O tym, że Jakub Rzeźniczak i jego żona Paulina spodziewali się dziecka, wiedziało niewiele osób. W rozmowie z Żurnalistą piłkarz wyznał, że niestety doszło do poronienia. - Chcieliśmy walczyć o siebie, o to, żeby móc funkcjonować. W tamtym okresie też Paulina była w ciąży i straciliśmy też tamto dziecko. Ciężko mi się o tym mówi, ale była jedna tragedia i była druga tragedia. Staraliśmy się walczyć, walczyć o siebie. Uwierz mi, że gdybyśmy się zamknęli w domu, to już byśmy z tego domu nie wyszli. Dużo osób rozumiało, że każdy przeżywa żałobę na swój sposób, ale poszliśmy tą drogą. Ślub był również spontaniczną decyzją, ale wzięliśmy go dla siebie. Tylko dla mnie i dla Pauliny. Zrobiliśmy coś, żeby dalej żyć – powiedział.
Jakub Rzeźniczak i jego żona Paulina zostaną rodzicami? Po tym nagraniu fani nie mają wątpliwości
Zakochani zaczęli układać swoje życie z dala od Warszawy. Mieszkają teraz w Kołobrzegu i cieszą się swoją miłością. Fani podejrzewają, że to nie koniec zmian w ich relacji. Wszystko przez wideo, które znalazło się na ich profilach na Instagramie: "Najlepsza miłość to ta, która budzi duszę, pcha nas ku lepszemu, rozpala w sercach ogień, a w duszy sieje spokój" - brzmi cytat, który towarzyszy nagraniu.

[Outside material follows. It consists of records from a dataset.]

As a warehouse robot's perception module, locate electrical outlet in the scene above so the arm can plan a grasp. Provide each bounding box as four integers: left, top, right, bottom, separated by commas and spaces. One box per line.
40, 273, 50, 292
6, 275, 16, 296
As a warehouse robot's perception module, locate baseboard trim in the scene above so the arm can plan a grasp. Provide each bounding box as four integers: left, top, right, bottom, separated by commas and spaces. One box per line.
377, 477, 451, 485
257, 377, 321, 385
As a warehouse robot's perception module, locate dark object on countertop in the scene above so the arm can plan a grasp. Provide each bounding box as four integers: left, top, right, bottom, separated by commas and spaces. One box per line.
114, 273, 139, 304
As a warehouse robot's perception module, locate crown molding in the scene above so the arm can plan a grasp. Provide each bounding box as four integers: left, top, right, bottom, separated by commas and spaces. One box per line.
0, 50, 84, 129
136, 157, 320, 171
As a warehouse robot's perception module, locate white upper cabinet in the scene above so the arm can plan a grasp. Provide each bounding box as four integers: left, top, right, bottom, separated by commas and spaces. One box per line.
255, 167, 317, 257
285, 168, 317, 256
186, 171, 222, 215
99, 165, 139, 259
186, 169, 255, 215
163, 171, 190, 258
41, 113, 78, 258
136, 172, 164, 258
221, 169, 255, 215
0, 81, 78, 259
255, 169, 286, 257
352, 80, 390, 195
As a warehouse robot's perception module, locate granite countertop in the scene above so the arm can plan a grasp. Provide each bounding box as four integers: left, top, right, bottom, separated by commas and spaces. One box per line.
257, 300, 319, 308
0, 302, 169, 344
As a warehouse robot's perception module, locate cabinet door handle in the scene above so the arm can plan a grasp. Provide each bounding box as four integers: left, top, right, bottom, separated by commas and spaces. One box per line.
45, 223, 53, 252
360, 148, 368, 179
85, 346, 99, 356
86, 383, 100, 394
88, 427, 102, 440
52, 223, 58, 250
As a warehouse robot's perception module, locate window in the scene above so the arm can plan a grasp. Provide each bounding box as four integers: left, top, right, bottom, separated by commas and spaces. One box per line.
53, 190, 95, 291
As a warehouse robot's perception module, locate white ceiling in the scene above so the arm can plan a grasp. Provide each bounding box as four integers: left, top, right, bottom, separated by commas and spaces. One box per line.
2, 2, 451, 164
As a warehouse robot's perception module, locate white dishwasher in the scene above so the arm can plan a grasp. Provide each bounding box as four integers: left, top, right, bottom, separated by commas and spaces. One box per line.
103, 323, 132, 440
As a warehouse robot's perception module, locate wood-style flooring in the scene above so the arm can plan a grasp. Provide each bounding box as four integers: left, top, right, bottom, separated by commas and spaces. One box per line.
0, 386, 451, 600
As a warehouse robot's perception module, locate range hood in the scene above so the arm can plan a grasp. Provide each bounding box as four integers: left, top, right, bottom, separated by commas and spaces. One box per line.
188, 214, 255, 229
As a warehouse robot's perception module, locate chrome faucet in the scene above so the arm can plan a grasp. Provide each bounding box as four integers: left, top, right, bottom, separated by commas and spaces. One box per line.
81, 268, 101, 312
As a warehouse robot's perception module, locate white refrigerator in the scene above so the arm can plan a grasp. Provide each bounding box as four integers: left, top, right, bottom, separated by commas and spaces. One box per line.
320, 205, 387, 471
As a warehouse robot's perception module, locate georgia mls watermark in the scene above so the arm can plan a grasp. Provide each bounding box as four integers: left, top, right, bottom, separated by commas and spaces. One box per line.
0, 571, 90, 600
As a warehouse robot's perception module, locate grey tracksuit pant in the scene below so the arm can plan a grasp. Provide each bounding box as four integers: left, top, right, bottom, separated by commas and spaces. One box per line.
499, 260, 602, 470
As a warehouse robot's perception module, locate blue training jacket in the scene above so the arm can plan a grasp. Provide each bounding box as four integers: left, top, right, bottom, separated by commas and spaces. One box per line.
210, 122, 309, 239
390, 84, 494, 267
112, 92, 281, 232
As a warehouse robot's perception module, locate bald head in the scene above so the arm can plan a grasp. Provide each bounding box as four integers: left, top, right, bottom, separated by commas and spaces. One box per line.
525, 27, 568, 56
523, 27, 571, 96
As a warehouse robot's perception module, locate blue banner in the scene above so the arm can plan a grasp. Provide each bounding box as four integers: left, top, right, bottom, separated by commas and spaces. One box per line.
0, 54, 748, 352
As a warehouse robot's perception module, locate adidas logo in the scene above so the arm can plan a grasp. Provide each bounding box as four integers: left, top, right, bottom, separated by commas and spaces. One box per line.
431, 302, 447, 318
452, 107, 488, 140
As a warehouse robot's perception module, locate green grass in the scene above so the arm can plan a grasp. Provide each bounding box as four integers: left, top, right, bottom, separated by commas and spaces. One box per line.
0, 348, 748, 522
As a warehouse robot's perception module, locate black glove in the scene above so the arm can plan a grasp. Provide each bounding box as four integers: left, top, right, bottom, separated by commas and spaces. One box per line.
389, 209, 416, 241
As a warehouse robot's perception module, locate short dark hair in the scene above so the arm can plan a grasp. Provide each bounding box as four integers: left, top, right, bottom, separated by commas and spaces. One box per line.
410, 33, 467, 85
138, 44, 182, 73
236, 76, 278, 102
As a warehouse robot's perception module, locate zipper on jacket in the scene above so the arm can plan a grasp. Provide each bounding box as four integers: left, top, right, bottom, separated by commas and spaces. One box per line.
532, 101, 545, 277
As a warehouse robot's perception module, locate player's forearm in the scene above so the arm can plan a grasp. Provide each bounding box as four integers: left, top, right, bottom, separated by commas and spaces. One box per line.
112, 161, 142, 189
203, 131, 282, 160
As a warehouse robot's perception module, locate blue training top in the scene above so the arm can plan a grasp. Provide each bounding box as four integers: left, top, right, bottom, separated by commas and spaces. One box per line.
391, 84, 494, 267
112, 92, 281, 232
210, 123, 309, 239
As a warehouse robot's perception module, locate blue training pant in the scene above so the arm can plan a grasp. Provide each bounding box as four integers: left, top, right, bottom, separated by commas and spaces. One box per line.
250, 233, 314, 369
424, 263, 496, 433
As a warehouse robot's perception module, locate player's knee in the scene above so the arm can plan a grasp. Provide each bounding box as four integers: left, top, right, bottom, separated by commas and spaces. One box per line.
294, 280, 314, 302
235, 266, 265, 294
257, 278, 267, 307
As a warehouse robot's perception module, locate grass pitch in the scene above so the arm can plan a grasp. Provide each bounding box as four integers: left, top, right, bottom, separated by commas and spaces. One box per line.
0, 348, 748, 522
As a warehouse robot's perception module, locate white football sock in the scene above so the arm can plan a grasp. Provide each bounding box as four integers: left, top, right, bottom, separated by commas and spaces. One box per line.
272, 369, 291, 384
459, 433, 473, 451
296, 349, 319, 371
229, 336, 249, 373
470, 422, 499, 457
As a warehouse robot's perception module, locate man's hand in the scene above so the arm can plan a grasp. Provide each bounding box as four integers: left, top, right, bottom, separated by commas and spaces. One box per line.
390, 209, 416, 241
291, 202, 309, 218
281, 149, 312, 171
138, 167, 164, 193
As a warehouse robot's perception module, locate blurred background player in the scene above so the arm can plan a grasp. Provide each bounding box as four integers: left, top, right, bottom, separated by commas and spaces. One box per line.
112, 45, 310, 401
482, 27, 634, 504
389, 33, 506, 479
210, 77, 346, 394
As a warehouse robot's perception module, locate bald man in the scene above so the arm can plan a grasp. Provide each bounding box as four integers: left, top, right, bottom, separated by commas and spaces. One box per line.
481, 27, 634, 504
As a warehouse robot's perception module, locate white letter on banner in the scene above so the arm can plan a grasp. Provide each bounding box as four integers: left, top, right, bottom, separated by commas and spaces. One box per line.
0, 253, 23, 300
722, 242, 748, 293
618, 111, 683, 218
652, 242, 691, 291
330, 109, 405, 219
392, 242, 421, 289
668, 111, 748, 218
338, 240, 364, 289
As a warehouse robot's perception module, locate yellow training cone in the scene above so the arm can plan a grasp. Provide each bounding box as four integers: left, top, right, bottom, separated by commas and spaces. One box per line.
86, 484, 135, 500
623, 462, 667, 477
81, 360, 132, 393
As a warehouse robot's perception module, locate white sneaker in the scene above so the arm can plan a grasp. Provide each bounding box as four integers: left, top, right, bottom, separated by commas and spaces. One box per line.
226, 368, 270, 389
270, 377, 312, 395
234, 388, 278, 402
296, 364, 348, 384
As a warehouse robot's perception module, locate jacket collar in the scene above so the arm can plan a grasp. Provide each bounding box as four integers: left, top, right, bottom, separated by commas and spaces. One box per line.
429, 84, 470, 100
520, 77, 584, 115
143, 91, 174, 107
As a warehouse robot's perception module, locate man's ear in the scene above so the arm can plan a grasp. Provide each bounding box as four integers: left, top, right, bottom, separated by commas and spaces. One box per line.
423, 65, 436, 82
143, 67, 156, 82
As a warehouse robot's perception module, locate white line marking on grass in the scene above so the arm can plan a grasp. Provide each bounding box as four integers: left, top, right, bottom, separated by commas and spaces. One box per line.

Pod wpisem znalazło się mnóstwo komentarzy sugerujących, że Paulina jest w ciąży! "Gratulacje dla Was bo ewidentnie Paulina jest w ciąży 😍 dużo zdrowia i spokoju", "Przecież widać gołym okiem ciąże 😉 nie trzeba tego ukrywać kurtką, zmiany tez zachodzą na twarzy", "Gratulacje oby wasz związek tym razem po narodzeniu dzieciątka przetrwał", "Gratulacje! Chyba ktoś tu będzie mamą i tatą" - piszą.
Sami zainteresowani nie zabrali jeszcze głosu. Na wszelki wypadek - gratulujemy już teraz!